The system includes a cleaning function as well as a means to cool out of service nozzles. As previously mentioned, steam enters through steam inlet line 540. Water enters the system through water inlet line 550. It is noted that the water is typically cool rather than hot/warm. The steam and water can be used separately or combined into a cleaning line 552 that enters the system between the surge tank 510 and the heater 530. The cleaning fluids can then be directed to any desired location, including fluid return to storage line 538 or fluid recycle line 534. Drains 513, 515, and 517 are provided in the surge tank 510, along the fluid recycle line 534, or along the fluid return to storage line 538. The cleaning line of steam and water can also be directed to the injection points 590, 592, 594 by appropriate opening and closing of valves 569, 597, and 599.

Appropriate control systems, piping, and electrical wiring are present for controlling the fluid material handling system 500. Several valves are illustrated in FIG. 2. Valve 561 controls the flow of fluid into the surge tank 510. Valve 563 controls the flow of steam into the surge tank 510. Valve 573 controls the flow of fluid from the surge tank into the remainder of the system.

Valve 565 controls the flow of steam passing through line/pipe 544 into the remainder of the system, and valve 567 controls the flow of water into the system. Valve 571 controls the flow of water and steam into the pipe upstream of the heater. Valves 577 and 503 control the flow of fluid into the injection points to the downstream processes, while valves 591, 593, 595 control each individual injection point. Valve 579 controls the flow of fluid back to storage, and valve 575 controls the flow of fluid into the surge tank 510.
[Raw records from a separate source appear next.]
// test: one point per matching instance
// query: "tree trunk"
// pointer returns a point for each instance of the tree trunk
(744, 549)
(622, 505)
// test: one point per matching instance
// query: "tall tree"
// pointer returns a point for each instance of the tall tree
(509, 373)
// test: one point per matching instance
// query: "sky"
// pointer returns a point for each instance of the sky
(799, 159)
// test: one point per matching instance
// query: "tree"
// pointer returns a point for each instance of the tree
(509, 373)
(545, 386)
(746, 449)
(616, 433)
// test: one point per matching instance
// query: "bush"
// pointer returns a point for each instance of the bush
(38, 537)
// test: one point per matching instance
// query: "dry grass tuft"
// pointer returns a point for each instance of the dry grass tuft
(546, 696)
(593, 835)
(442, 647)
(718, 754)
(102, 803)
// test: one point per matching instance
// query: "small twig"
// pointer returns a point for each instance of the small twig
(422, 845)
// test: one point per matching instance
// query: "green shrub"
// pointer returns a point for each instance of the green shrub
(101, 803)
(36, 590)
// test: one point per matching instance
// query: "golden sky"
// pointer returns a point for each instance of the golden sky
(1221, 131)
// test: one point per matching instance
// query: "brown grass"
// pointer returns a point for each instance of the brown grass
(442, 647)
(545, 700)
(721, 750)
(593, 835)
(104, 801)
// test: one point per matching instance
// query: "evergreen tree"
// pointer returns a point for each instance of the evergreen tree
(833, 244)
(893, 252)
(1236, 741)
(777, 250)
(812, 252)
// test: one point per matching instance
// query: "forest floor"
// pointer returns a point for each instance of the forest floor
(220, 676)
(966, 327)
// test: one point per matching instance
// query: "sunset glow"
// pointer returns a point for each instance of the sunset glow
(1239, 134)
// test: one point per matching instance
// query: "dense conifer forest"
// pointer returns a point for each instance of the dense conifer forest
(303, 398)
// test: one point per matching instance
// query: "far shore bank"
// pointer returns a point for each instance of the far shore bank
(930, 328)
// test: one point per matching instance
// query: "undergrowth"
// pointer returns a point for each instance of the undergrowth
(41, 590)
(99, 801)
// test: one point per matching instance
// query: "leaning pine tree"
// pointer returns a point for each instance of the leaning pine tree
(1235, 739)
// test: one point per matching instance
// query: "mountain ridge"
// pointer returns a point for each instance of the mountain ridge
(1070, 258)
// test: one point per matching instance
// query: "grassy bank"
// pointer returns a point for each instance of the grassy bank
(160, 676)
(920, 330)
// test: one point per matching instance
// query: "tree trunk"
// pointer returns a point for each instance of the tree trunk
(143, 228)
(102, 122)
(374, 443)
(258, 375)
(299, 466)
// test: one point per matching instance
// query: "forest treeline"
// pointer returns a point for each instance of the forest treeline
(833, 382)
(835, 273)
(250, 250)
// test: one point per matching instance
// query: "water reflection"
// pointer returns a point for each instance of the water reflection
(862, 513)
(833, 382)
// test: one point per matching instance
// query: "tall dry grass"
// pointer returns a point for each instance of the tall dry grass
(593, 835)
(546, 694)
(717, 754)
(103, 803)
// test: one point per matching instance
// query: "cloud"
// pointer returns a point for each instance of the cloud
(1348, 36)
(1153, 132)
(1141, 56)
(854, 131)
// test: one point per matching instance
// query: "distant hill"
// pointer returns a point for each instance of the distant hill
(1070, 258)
In particular embodiments, it is contemplated that the fluid material handling system provides fluid to a dual-phase fuel feeder that is used with a boiler, such as a fluidized-bed boiler. FIG. 3 is a side cross-sectional view of an illustrative embodiment of a dual-phase feeder 310 which may be useful in the present disclosure. The fuel feeder 310 passes through an opening formed in a furnace tube wall 302 of a boiler which is illustrated for representational purposes with only one tube. Alternatively, the fuel feeder 310 may pass through a refractory (e.g. brick) furnace wall or other type of boiler wall. The fuel feeder 310 includes a sloped chute 320, a set of gas distribution nozzles 340, and a set of secondary nozzles 350. A plate 360 defines the base 330 of the fuel feeder 310. The sloped chute 320 has a top end 322 and a bottom end 324, the bottom end being proximate to the base 330 of the fuel feeder (i.e. plate). Solid fuel follows a solid feed path from the top end 322 to the bottom end 324 and into the boiler. The gas distribution nozzles 340 are located at the base 330 of the fuel feeder 310 and direct a gas into the solid feed path 325. The gas is usually air, though it could also be an oxygen-enriched or oxygen-depleted gas stream. The gas injected via the gas distribution nozzles 340 is used to distribute the solid fuel fed through the chute 320 across the fluidized-bed 304.

Secondary nozzles 350 are also present, and direct the fluid received from the fluid material handling system (of FIG. 2) into the boiler. Here, the secondary nozzles 350 are located below the base 330, so that plate 360 separates the secondary nozzles 350 from the gas distribution nozzles 340. This reduces the effect of gas injected by the gas distribution nozzles 340 on the dispersion of the fluid injected by the secondary nozzles 350, and for example may be useful to reduce the potential effect of atomization of the fluid by interaction with gas from the gas distribution nozzles. It is contemplated that the fluid can be forced through the secondary nozzles via high pressure, such that the fluid exits the secondary nozzles as a coherent stream which is propelled to the fluidized-bed 304. Other dual-phase fuel feeders are disclosed in U.S. Pat. No. 9,482,428 B2, which is hereby fully incorporated by reference in its entirety. As another alternative, the secondary nozzles 350 can be located above the sloped chute 320, so that any solids (i.e. lignin filter cake) fed into the fluidized-bed will not contact the fluid.

As discussed above, the fluid material handling system of FIG. 2 can be used with any liquid, solution, slurry, or emulsion that can be pumped. However, this system is particularly contemplated for use with waste syrup derived from cellulosic biofuel production processes.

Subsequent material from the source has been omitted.